L’on voit par ce qui précède que, si les jurisconsultes musulmans, comme ceux de l’antiquité, séparent le droit civil de la loi religieuse, la conscience populaire n’aperçoit pas clairement la ligne de démarcation entre les deux statuts. Il en résulte que, par suite de l’étroite relation existant partout entre la loi et l’autorité investie. du pouvoir de l’appliquer, les institutions judiciaires doivent être envisagées avec des dispositions d’esprit analogues. Dans les idées musulmanes, toute justice émane de Dieu ; aussi appartient-elle en dernier ressort au représentant terrestre de la divinité, le sultan (et par délégation le pacha ou le bey), et le Koran prescrit-il à celui-ci d’ouvrir chaque jour quelques heures son hakouma (maison de justice) aux personnes qui s’adressent à son équité.

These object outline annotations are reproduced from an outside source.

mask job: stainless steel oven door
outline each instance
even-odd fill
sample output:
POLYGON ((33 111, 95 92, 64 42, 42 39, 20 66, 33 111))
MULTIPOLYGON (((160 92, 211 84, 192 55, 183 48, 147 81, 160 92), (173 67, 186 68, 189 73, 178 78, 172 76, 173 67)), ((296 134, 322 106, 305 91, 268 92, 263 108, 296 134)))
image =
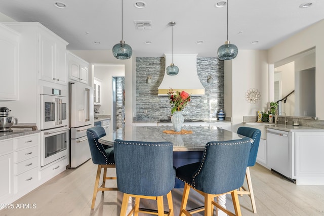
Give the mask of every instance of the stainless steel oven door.
POLYGON ((67 126, 67 98, 65 97, 40 95, 40 129, 67 126))
POLYGON ((42 132, 40 165, 45 166, 68 154, 69 129, 60 127, 42 132))

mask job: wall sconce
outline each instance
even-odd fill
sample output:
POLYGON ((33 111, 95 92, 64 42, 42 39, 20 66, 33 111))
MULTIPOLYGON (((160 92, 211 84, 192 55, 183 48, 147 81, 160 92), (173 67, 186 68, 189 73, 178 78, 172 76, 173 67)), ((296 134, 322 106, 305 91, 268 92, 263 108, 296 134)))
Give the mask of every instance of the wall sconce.
POLYGON ((147 76, 147 83, 148 84, 151 84, 152 83, 152 77, 151 76, 147 76))
POLYGON ((209 75, 207 77, 207 82, 208 82, 209 83, 213 83, 213 77, 212 77, 211 75, 209 75))

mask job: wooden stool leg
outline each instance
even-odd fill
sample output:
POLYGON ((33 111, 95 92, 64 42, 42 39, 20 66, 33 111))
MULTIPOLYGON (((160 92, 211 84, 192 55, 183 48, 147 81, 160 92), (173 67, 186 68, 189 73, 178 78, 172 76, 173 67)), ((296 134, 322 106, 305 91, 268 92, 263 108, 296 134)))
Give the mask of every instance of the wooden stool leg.
POLYGON ((251 180, 251 176, 250 172, 250 168, 249 166, 247 167, 247 182, 248 182, 248 188, 250 191, 250 197, 251 199, 251 203, 252 204, 252 209, 253 213, 257 213, 257 207, 255 205, 255 200, 254 199, 254 193, 253 193, 253 188, 252 188, 252 181, 251 180))
POLYGON ((235 210, 235 214, 237 216, 241 216, 242 214, 241 213, 241 208, 239 206, 237 191, 236 190, 232 191, 231 192, 231 195, 232 195, 233 205, 234 205, 234 209, 235 210))
POLYGON ((213 200, 213 196, 211 194, 205 194, 205 216, 212 216, 213 208, 212 201, 213 200))
POLYGON ((167 198, 168 199, 168 205, 169 205, 169 216, 174 216, 174 211, 173 210, 173 202, 172 201, 172 194, 171 191, 167 194, 167 198))
POLYGON ((188 198, 189 197, 189 192, 190 190, 190 187, 187 184, 184 184, 184 188, 183 189, 183 195, 182 195, 182 201, 181 201, 181 206, 180 207, 180 212, 179 216, 184 215, 185 213, 182 212, 182 209, 186 209, 187 207, 187 203, 188 202, 188 198))
MULTIPOLYGON (((102 187, 104 188, 106 185, 106 178, 107 177, 107 167, 104 167, 103 168, 103 177, 102 178, 102 187)), ((105 191, 102 191, 103 193, 105 191)))
POLYGON ((120 216, 126 216, 126 211, 127 211, 127 205, 128 204, 128 199, 130 197, 129 194, 124 194, 123 197, 123 202, 122 203, 122 208, 120 208, 120 216))
POLYGON ((157 215, 164 216, 164 206, 163 205, 163 196, 156 197, 157 202, 157 215))
POLYGON ((96 203, 96 198, 97 198, 97 193, 98 193, 98 186, 99 184, 99 179, 100 178, 100 173, 101 172, 101 165, 98 165, 97 169, 97 176, 96 176, 96 181, 95 182, 95 189, 93 190, 93 196, 92 196, 92 203, 91 204, 91 209, 95 208, 96 203))
POLYGON ((140 201, 141 198, 140 197, 135 197, 135 205, 134 205, 134 216, 138 216, 138 212, 139 212, 140 208, 140 201))

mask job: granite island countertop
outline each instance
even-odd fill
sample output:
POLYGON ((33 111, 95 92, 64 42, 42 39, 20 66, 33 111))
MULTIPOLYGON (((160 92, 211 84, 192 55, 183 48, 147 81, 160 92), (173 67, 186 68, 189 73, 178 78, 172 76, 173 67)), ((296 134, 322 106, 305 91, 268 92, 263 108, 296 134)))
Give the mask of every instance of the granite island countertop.
POLYGON ((116 139, 145 142, 171 142, 174 151, 204 151, 205 146, 211 141, 223 141, 241 139, 244 136, 221 128, 213 129, 208 126, 183 127, 192 131, 192 134, 169 134, 163 132, 171 129, 161 126, 126 126, 125 128, 111 132, 99 139, 105 145, 112 146, 116 139))

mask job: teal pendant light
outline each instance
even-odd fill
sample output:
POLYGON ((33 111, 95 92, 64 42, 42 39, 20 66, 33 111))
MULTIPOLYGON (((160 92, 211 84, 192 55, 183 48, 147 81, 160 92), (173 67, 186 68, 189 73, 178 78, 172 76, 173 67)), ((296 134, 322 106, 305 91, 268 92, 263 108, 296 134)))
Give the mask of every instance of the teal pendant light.
POLYGON ((123 0, 122 0, 122 40, 112 48, 112 54, 118 59, 128 59, 132 57, 133 50, 123 40, 123 0))
POLYGON ((169 25, 171 26, 171 64, 167 67, 166 72, 167 74, 170 76, 174 76, 179 73, 179 68, 173 64, 173 26, 176 25, 175 22, 170 22, 169 25))
POLYGON ((235 59, 238 53, 237 47, 231 44, 228 40, 228 0, 226 1, 226 7, 227 8, 227 40, 225 41, 225 44, 218 48, 217 55, 218 58, 221 60, 230 60, 235 59))

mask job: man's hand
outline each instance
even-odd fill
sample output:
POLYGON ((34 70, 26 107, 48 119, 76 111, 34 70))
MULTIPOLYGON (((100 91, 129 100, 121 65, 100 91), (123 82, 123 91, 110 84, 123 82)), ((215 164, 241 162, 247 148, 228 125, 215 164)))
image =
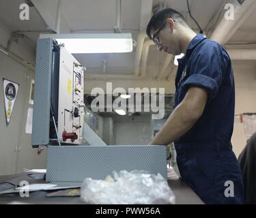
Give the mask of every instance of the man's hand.
POLYGON ((190 129, 203 114, 208 99, 205 89, 190 87, 150 144, 167 145, 190 129))

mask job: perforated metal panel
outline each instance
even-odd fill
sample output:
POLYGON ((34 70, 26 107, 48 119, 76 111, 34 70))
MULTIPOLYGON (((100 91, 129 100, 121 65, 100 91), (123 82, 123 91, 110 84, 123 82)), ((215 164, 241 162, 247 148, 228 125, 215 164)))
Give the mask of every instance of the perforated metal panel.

Le magistrat spécial chargé de rendre la justice est le cadi, dont le tribunal constitue l’unique degré de juridiction connu chez les musulmans. A côté du cadi et pour l’assister dans l’exercice de ses fonctions, qui sont multiples, car elles comprennent des attributions extra-judiciaires, siègent deux fonctionnaires appelés l’adel et le bach-adel ; ils remplissent auprès de lui l’office de greffiers, le suppléent au besoin, mais ne lui servent jamais d’assesseurs. Dans tous les cas, le juge ou son suppléant est seul à statuer.

Pour tempérer l’insuffisance de garanties inséparable de l’institution d’un juge unique, on avait imaginé un mode de recours singulier, qui consistait à en appeler de la sentence du cadi au cadi lui-même mieux informé. Dans ce cas, le magistrat dont on critiquait la décision réunissait un conseil appelé medjelès, composé d’un cadi du rite opposé au sien (hanéfîte[1] quand il était lui-même malékite et réciproquement), de plusieurs imans et tolba (savans), dont il demandait l’avis. Il statuait ensuite à nouveau sans être obligé de se conformer à l’opinion émise par eux. Après

  1. Le rite hanéfite est celui des Turcs et des Koulouglis, issus du mélange de sang arabe et turc.